Difficile d’imaginer un meilleur chant du cygne pour Alain Resnais que Aimer, boire et chanter, qui ressasse ses principales préoccupations et revient à un registre plus accessible après ses plus expérimentaux - et peut-être réussis - Les herbes folles et Vous n’avez encore rien vu. Adaptant une nouvelle pièce d’Alan Ayckbourn, cet ultime essai s’inscrit dans la lignée du diptyque Smoking / No Smoking et Cœurs, alors que la mise en scène complètement déconstruite, où d’immenses rideaux font figure de décors, fait muter lentement mais sûrement le théâtre vers le cinéma et offre de savoureux dialogues à des acteurs chevronnés qui s’amusent follement.
Récit sur la finalité et la renaissance, Aimer, boire et chanter rappelle à quelle point la vision du créateur d’illustres chef-d’œuvres tels Nuit et brouillard et Hiroshima mon amour n’est plus la même depuis les 35 dernières années (la seule exception étant le classique Mon oncle d’Amérique, en 1980).

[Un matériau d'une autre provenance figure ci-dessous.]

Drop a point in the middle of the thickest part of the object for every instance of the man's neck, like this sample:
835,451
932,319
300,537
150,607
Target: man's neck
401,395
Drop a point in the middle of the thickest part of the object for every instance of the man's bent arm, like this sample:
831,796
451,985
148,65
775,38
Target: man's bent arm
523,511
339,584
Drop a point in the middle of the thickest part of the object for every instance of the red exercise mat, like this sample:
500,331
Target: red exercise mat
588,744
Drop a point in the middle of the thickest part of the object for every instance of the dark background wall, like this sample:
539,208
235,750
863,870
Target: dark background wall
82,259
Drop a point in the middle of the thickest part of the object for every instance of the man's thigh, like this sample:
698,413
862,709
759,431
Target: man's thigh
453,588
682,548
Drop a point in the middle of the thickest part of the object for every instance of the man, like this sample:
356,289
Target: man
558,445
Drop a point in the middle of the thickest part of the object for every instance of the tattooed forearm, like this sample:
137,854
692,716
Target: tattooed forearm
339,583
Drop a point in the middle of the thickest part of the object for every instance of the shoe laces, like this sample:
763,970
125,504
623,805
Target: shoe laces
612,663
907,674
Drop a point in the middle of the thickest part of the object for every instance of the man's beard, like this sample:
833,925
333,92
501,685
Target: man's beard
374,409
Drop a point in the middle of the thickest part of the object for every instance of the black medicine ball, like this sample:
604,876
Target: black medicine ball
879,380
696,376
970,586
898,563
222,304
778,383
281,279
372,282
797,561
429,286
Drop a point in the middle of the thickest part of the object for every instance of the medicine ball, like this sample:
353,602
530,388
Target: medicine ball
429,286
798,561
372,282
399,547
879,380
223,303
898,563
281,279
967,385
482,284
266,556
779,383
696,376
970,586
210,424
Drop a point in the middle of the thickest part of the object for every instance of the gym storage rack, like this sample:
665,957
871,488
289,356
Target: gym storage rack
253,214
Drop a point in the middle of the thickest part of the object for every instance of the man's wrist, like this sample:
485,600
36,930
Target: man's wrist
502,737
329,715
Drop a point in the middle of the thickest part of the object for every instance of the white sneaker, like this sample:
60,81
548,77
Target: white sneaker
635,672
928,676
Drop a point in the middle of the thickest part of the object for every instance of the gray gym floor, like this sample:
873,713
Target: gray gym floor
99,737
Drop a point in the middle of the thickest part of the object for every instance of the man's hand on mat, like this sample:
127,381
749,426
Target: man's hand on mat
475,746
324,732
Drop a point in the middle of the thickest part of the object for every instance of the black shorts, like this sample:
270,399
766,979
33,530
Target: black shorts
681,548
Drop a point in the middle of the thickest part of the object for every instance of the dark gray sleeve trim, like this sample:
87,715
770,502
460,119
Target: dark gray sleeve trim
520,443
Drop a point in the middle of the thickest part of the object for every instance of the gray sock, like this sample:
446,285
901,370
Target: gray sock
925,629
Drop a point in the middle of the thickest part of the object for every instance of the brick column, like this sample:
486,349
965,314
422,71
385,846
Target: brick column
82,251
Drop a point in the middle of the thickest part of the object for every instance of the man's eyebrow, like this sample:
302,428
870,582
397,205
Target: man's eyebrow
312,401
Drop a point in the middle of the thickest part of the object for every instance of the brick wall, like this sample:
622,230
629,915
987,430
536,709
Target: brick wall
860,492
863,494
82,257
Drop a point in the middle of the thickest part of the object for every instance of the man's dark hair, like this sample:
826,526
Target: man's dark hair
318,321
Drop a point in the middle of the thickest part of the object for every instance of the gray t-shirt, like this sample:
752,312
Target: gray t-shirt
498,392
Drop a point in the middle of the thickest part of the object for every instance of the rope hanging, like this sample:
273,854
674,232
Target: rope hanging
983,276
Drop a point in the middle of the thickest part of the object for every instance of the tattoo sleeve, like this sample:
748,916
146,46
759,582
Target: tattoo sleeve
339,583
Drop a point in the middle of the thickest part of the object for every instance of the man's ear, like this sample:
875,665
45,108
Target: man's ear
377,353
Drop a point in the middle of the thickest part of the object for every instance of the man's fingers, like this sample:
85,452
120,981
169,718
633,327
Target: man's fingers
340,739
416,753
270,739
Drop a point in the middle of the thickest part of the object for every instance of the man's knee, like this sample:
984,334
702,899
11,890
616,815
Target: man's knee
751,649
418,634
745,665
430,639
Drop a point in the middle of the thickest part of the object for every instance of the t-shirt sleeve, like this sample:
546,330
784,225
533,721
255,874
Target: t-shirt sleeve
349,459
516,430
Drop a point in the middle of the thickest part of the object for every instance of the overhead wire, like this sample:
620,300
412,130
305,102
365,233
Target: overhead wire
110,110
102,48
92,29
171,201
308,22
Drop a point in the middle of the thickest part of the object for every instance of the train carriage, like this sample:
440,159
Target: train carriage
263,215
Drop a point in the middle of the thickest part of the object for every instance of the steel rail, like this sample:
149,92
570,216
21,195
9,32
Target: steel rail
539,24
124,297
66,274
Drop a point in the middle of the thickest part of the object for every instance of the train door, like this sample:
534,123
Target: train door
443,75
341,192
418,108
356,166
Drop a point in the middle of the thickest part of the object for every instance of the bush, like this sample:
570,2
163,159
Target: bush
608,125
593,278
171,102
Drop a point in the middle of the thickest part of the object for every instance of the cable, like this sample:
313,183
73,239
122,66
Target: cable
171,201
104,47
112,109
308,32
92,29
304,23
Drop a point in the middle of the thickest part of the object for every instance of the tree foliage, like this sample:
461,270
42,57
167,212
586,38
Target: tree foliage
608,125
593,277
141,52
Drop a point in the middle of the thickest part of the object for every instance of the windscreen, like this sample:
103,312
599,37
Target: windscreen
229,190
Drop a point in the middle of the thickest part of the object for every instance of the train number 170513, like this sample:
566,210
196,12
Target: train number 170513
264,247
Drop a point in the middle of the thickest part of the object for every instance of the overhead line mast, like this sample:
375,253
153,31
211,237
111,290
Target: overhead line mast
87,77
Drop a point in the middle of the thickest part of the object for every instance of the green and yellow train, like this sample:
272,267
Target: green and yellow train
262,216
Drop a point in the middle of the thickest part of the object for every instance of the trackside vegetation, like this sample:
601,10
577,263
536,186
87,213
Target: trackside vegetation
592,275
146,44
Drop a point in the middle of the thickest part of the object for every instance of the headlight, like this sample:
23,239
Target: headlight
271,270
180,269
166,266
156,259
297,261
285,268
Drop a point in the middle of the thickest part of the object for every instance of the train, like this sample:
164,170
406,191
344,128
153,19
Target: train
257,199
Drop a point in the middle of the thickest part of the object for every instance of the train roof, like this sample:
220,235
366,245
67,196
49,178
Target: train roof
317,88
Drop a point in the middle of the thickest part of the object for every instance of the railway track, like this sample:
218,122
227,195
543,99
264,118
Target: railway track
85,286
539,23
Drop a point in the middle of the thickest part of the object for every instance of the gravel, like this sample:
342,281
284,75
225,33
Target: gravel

À une autre époque, cette histoire aurait été dramatique, comme l’était son sublime Providence en 1977. Ici, elle est comique, un brin mélancolique, mais terriblement légère.
Si l’on se retrouve devant un Resnais en mode mineur (c’était également le cas de son jouissif Pas sur la bouche, autre faux Feydeau où les hommes se sentent trahis par les femmes et où le cœur a, évidement, ses raisons), il ne faut pas bouder son plaisir pour autant. Devant une telle vivacité du verbe, une réalisation métaphorique qui arrive à être si inventive avec presque rien et une prestigieuse famille de comédiens (les habitués Azéma, Dussollier, Girardot, Sihol, Vuillermoz, ainsi que la petite nouvelle Sandrine Kiberlain) jouant au diapason, il y a de quoi être revigoré par cette vision touchante et absurde des relations humaines.
Et si la vie n’était, finalement, que du cinéma?